5. A multi-level tank system for providing shelter, natural feed production and/or biofiltration, said system comprising:

a water tank;

sheet-like horizontal dividers located in said tank; and

high surface area material attached to at least one of said sheet-like dividers.

6. The tank system of

claim 5, wherein said high surface area material includes buoyant and non-buoyant strips.

7. The tank system of

claim 5, wherein at least one of said dividers is transparent to allow optical radiation to reach said high surface area material.

8. The tank system of

claim 7, further comprising a light source for generating said optical radiation, said light source being submerged in said water tank.

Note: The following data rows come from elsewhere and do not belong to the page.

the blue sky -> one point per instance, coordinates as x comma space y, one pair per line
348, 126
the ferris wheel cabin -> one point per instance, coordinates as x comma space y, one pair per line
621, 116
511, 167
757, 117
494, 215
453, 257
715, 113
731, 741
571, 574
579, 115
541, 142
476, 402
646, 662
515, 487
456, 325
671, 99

9. A method of operating an aquatic culture apparatus, said method comprising the steps of:

using high surface area material to promote photosynthetic production of oxygen, said high surface area material being located in said aquatic culture apparatus; and

controlling the velocity of water flowing through said aquatic culture apparatus.

10. The method of

claim 9, further comprising the step of flowing said water through multi-layer flexible fronds.

11. The method of

claim 10, further comprising the step of using a pump to add water to the top of said aquatic culture apparatus.

12. The method of

claim 11, further comprising the step of removing sediment from said aquatic culture apparatus.

13. The method of

claim 12, further comprising the step of digesting said sediment to produce a useable feed resource.

14. The method of

claim 9, further comprising the step of sensing the oxygen content in said aquatic culture apparatus.

15. The method of

claim 9, further comprising the step of sensing the mineral content in said aquatic culture apparatus.

16. The method of

claim 9, further comprising the step of rearing shrimp in said aquatic culture apparatus.

17. The method of

claim 16, further comprising the step of locating said aquatic culture apparatus indoors.

18. The method of

claim 9, wherein the average water velocity in said apparatus is less than 3 centimeters per second.

19. The method of

claim 18, wherein horizontally-extending dividers are provided in said apparatus, the vertical spacing between said dividers being not less than 15 centimeters and not greater than 50 centimeters.

20. The method of

claim 19, further comprising the step of stocking said apparatus with greater than 500 post larvae per cubic meter.

21. The method of

claim 20, further comprising the step of maintaining an average feed-to-conversion ratio of no more than 1.4.